The Muve Gruve device sounds very similar to another device that I posted about a few months ago, check out the human audit trail related reading below. This one get on the intrusive technology list for one big reason, right from the company web page, it is targeted at risk management to help promote use through employers for employees to lose weight through lower premiums.  I would personally prefer to see an item as such marketed to the individual to encourage use and the ability to lose weight and not a big brother type of device with strings attached to have an employer breathing down your back and blame you for the higher insurance group rates paid if you did not meet your goals, think about it.  No that is not the way it is supposed to be, but how many things are the way they are supposed to be, in reality with all transparency and honestly if we all think about it, that is probably pretty close as to the scenario it will create.  Next thing, you will find yourself fired and the employer will justify as you were the cause of their higher premium rates.  image Not to mention, this devices buzzes and bugs you when you are inactive too. 

Or, there’s on other possibility of being given a Health Coach, who will encourage and show you how to lose weight, although some of the programs have been questioned of late as they may conflict with what your primary care doctor may be recommending, the Coach is there for the money, the doctor is there for your health. 

Read what these poor kids in the UK are having to deal with, heart monitors to help them deal with their anger, no time to be a kid with a human role model, get your learning from the device and learn to behave yourself?  Schoolchildren given heart-rate monitors to curb anti-social behavior.  BD

Intrusive Technology?

Dr. Jim Levine of the Mayo clinic discovered that if people are active throughout the day by being reminded to move or stop being inactive they could keep their metabolism from shutting down and therefore be able to lose unwanted weight. Through his research he strove to better understand the benefits of non-exercise activity thermogenesis (NEAT) and came up with the concept for a wearable device.

He determined the key was a system that could calculate an individual's metabolic pattern and measure calorie burn throughout a day's activity and then relay targeted caloric intake to the user. He needed a device that not only monitored and measured an individual's every movement in a 24-hour period but also prompt the individual to get up and initiate activity before their metabolism slows. The Pelegrin Partners licensed Dr.

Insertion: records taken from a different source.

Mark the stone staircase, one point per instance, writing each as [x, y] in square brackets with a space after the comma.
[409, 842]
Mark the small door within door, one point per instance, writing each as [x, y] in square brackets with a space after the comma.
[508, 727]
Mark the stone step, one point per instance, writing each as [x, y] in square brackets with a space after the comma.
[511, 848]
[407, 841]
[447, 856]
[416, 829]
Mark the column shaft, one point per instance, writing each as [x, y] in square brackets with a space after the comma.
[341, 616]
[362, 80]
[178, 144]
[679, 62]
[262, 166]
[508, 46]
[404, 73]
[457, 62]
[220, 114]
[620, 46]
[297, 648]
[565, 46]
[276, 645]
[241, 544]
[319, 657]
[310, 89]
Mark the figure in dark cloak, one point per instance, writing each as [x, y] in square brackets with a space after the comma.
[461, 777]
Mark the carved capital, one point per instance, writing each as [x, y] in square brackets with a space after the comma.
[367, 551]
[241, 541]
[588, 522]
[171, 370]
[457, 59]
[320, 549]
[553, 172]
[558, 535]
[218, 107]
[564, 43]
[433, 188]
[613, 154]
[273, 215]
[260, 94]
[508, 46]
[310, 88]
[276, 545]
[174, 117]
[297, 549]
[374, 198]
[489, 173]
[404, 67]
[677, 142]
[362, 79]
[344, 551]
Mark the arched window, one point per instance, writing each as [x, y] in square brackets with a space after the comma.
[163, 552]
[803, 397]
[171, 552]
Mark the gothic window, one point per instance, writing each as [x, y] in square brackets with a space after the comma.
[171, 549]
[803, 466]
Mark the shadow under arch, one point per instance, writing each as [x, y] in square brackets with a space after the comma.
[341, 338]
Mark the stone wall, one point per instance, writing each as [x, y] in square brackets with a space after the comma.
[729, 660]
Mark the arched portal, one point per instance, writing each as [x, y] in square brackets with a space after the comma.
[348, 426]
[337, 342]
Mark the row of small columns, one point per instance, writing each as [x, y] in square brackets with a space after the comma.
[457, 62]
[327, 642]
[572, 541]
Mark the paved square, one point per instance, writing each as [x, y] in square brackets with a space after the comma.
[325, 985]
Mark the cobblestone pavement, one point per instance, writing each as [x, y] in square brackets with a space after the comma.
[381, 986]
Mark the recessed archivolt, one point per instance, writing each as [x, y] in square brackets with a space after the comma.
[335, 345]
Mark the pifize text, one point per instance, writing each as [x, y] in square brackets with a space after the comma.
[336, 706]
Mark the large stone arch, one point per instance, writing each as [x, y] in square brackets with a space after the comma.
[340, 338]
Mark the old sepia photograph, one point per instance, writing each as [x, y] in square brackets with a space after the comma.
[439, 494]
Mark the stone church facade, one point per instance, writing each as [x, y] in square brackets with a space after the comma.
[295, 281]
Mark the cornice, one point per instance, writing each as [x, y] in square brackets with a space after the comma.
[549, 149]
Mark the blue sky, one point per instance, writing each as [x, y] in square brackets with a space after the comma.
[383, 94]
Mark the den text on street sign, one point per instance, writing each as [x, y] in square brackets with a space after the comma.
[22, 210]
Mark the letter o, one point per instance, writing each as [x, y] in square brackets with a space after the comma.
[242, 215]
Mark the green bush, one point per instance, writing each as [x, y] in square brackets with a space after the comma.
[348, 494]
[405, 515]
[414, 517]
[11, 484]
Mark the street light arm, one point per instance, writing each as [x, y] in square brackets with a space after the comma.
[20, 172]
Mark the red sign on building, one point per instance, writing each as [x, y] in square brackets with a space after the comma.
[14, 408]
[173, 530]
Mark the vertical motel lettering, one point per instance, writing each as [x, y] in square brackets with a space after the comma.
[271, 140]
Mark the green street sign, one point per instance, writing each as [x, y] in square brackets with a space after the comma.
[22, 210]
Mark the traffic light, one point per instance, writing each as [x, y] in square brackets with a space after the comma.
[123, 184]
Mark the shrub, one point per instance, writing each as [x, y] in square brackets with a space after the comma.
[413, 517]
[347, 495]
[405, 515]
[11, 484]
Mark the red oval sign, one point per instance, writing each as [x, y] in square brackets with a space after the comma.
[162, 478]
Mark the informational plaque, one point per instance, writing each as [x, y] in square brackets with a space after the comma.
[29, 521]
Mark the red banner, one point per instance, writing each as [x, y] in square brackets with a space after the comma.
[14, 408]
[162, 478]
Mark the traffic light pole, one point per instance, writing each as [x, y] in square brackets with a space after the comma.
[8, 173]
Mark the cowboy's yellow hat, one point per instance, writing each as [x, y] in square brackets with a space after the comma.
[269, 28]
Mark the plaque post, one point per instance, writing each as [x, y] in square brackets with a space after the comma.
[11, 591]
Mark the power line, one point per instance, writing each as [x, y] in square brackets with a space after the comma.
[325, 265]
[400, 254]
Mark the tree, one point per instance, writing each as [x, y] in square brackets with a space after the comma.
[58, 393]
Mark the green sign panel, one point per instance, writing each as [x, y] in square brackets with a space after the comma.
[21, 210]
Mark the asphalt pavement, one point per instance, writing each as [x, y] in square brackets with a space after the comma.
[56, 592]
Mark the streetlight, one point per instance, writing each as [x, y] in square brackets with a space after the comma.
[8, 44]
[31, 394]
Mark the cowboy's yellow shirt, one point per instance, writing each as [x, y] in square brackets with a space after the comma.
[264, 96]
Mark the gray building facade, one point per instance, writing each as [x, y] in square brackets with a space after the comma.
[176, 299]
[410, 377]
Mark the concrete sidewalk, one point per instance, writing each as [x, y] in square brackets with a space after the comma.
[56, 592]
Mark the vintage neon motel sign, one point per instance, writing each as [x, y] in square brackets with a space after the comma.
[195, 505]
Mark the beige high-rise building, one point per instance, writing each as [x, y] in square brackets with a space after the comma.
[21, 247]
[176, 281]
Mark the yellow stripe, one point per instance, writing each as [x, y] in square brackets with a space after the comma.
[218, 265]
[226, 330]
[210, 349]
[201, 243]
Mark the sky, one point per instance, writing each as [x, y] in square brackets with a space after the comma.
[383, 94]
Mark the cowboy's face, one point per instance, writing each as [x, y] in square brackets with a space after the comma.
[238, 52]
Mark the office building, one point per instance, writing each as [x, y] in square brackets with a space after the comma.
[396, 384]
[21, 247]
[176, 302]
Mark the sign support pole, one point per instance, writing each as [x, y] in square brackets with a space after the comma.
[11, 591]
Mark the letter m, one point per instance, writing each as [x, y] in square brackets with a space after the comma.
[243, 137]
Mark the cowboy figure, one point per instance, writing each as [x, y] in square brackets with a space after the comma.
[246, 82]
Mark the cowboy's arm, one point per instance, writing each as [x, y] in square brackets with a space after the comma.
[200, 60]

Levine's technology and founded the company to take this important weight management opportunity into commercial practice.

The clip on the Gruve was designed to integrate into the shape of the device and function on virtually any type of clothing or belt to be unobtrusive to the user. The Gruve uses vibration to notify the user it is time to get moving.

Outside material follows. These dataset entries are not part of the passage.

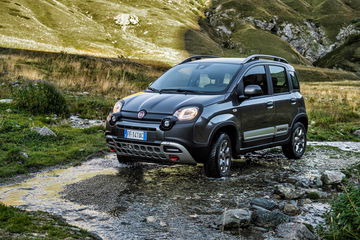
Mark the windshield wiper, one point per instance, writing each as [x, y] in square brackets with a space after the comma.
[178, 90]
[153, 89]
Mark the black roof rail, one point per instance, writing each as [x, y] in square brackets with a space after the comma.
[194, 58]
[258, 56]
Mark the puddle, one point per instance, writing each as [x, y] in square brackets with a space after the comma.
[113, 201]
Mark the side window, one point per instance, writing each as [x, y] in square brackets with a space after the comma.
[279, 79]
[295, 80]
[256, 76]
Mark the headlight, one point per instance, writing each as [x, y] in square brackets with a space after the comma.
[187, 113]
[117, 107]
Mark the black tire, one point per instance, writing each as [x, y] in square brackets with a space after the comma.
[219, 162]
[295, 149]
[126, 160]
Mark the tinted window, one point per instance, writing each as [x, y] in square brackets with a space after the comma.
[201, 77]
[279, 79]
[256, 76]
[294, 80]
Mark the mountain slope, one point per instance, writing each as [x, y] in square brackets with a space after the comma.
[144, 29]
[303, 31]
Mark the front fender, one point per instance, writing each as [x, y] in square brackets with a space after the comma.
[205, 129]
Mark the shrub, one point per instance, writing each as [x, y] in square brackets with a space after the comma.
[344, 218]
[40, 98]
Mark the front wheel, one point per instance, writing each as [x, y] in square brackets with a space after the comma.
[219, 162]
[126, 160]
[295, 149]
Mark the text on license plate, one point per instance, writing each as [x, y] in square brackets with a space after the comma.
[133, 134]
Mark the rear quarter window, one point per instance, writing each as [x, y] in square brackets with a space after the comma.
[295, 80]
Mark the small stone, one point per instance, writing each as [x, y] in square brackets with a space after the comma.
[291, 210]
[264, 203]
[6, 100]
[150, 219]
[25, 155]
[269, 218]
[332, 177]
[163, 224]
[294, 231]
[235, 218]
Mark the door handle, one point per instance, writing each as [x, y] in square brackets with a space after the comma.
[270, 104]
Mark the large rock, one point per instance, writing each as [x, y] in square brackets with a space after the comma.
[126, 19]
[235, 218]
[264, 203]
[332, 177]
[45, 131]
[265, 218]
[291, 210]
[288, 191]
[294, 231]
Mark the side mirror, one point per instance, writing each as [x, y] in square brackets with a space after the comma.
[252, 91]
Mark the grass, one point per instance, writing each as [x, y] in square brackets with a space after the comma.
[70, 146]
[91, 29]
[334, 109]
[111, 77]
[18, 224]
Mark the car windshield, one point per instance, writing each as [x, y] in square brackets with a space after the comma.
[196, 78]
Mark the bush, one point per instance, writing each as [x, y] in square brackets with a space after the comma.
[40, 98]
[344, 218]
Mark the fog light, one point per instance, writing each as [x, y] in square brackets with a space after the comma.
[174, 158]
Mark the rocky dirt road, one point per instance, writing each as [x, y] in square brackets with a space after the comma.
[178, 202]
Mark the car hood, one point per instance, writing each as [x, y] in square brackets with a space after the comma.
[166, 103]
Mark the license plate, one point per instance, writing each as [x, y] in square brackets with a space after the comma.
[137, 135]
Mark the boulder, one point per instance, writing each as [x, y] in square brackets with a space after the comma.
[45, 131]
[332, 177]
[291, 210]
[126, 19]
[288, 191]
[316, 194]
[294, 231]
[264, 203]
[265, 218]
[235, 218]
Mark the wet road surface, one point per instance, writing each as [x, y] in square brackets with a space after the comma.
[113, 201]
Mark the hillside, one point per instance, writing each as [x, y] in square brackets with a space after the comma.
[149, 30]
[302, 31]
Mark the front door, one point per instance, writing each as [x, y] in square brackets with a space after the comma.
[285, 102]
[256, 113]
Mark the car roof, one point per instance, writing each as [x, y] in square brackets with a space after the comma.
[239, 61]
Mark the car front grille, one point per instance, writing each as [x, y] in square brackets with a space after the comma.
[138, 150]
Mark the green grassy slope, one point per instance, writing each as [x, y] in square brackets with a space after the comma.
[346, 57]
[88, 27]
[167, 30]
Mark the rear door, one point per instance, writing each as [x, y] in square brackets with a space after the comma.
[285, 102]
[256, 114]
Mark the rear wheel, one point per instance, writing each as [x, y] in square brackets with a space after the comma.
[219, 162]
[295, 149]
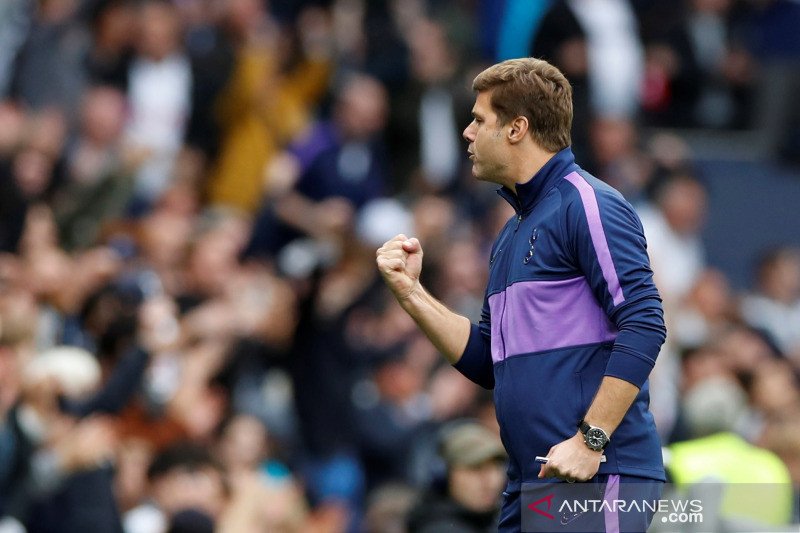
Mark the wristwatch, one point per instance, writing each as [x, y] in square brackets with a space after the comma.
[594, 437]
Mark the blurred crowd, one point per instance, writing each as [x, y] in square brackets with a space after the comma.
[193, 334]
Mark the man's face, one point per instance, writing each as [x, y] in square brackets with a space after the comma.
[478, 488]
[487, 144]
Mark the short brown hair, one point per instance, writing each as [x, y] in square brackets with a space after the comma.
[535, 89]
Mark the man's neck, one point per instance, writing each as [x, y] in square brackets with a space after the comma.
[530, 162]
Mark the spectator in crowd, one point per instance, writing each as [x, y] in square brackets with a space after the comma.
[426, 116]
[329, 173]
[98, 183]
[672, 228]
[267, 101]
[775, 306]
[467, 498]
[159, 88]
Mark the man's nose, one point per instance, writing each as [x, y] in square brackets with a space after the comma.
[468, 133]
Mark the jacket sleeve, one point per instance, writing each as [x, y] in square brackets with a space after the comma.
[608, 243]
[476, 361]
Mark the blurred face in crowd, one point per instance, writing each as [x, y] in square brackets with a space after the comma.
[477, 487]
[431, 58]
[201, 488]
[487, 144]
[780, 280]
[244, 443]
[103, 115]
[683, 203]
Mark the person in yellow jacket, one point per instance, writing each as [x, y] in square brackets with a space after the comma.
[263, 108]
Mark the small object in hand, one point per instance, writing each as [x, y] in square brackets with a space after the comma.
[544, 460]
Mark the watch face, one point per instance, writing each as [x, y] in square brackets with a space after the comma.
[596, 438]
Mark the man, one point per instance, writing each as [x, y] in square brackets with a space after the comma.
[466, 501]
[572, 322]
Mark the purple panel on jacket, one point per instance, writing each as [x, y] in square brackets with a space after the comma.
[599, 241]
[533, 316]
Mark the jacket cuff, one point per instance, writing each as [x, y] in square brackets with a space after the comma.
[476, 361]
[629, 366]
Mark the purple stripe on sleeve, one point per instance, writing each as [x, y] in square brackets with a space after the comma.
[533, 316]
[599, 241]
[611, 494]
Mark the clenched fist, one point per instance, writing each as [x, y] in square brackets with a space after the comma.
[400, 263]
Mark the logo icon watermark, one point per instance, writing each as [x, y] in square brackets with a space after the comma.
[636, 506]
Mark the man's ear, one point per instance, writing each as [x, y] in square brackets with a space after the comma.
[517, 129]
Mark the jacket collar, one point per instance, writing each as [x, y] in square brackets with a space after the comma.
[528, 194]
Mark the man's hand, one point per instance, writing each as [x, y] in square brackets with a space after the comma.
[400, 263]
[571, 460]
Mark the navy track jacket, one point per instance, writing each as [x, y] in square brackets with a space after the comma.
[570, 299]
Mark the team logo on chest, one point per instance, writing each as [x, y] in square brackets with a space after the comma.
[532, 246]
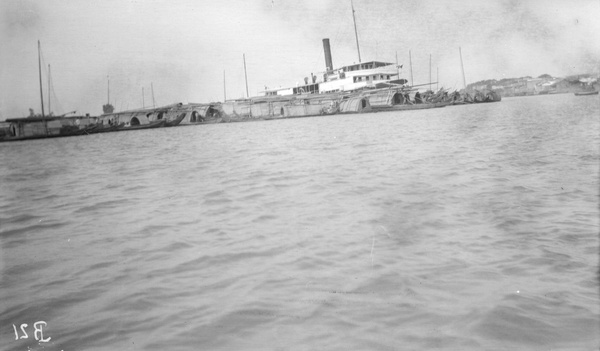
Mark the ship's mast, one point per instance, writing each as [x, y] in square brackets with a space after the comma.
[429, 71]
[41, 92]
[355, 31]
[463, 69]
[153, 102]
[224, 88]
[410, 62]
[49, 102]
[246, 76]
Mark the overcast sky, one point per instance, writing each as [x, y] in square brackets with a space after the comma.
[182, 47]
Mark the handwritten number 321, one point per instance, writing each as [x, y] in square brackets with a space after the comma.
[38, 333]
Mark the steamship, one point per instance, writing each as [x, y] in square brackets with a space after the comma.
[344, 79]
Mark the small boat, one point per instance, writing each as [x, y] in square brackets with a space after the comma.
[155, 124]
[176, 121]
[407, 107]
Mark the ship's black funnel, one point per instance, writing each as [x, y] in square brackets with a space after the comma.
[327, 49]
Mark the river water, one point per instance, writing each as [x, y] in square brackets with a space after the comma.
[466, 228]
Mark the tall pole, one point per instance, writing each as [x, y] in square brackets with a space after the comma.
[429, 71]
[462, 68]
[49, 103]
[397, 68]
[41, 92]
[355, 31]
[40, 69]
[412, 82]
[246, 76]
[153, 102]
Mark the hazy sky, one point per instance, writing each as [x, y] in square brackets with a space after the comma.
[182, 47]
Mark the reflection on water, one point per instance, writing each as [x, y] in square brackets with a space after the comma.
[468, 227]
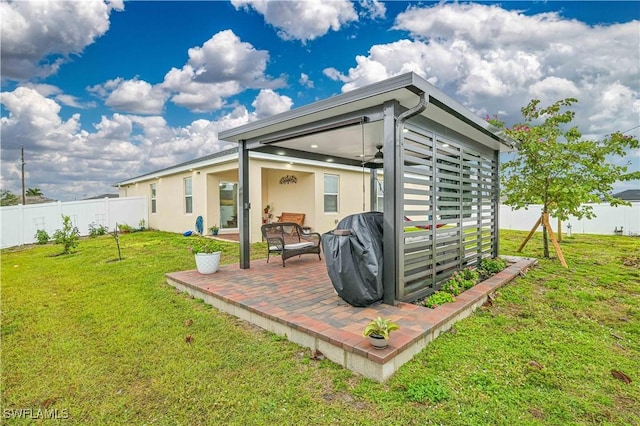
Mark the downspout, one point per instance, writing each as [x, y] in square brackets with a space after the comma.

A targeted customer base is corporations looking to explore the possibility of reducing the cost of insurance premiums by improving peoples health through prevention rather that treatment and those who need that extra reminder to get up and at it to stay fit.

Worrell | Muve Gruve

Hat Tip:  Medgadget

Related Reading:

The Human Audit Trail to automatically track your fitness and sleep and a few other things…

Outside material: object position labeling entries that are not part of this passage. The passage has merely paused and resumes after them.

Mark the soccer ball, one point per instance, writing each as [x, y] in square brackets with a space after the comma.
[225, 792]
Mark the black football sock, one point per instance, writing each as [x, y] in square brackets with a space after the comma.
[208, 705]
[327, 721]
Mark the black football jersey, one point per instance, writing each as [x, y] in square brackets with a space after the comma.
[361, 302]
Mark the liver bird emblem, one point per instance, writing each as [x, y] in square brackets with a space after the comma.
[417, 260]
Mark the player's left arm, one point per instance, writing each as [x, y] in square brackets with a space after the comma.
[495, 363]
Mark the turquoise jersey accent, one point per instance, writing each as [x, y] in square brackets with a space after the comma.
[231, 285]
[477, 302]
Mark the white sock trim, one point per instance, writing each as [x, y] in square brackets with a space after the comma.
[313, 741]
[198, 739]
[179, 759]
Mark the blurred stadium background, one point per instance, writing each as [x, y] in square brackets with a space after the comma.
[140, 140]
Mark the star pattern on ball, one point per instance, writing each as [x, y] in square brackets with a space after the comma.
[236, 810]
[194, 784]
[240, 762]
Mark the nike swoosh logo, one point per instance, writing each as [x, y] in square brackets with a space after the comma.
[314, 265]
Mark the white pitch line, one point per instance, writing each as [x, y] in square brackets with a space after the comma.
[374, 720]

The Wellness Programs: Payouts to Those Who Work Out - Insurers give discounts on premiums

High-tech gadgets hit doctor-patient relationships and more..

Intel Home Health Monitor PHS 5000 is here

2009: The Year We all Reboot and find some better filters to enhance life..

Allstate testing “brain fitness” software on older drivers
When Pay for Performance and $4.00 Generic Prescriptions Hit the Wall
Discrimination and Health Insurance: Big Brother in the Workplace and Beyond


  1. (I realize I'm reviving a year-old post, but...)

    The Gruve gadget was recently featured in the Amazon Gold Box. I have to admit that I did not consider the pitch to corporate Big Brother--that's pretty creepy. In any case, I'm not sure there's much to worry about.

    Since 9/3/10, the date of the Gold Box deal, there has been a stream of mostly negative Amazon reviews. It seems the install software is touchy, and the Gruve website is definitely in the running for Websites That Suck (go visit and see if you can figure out how to read the FAQs, for instance).

    Robert Gauthier, Muve's VP of Business Development, is trying to put out the fire with gasoline--commenting on each negative review that the reviewer is either lying or too lazy/stupid/ornery to contact customer support. (Several reviewers have noted that the phone number is difficult to find and staffed only with a voicemail message.)

    With friends like that, Gruve doesn't need enemies. Good product (in theory), bad execution.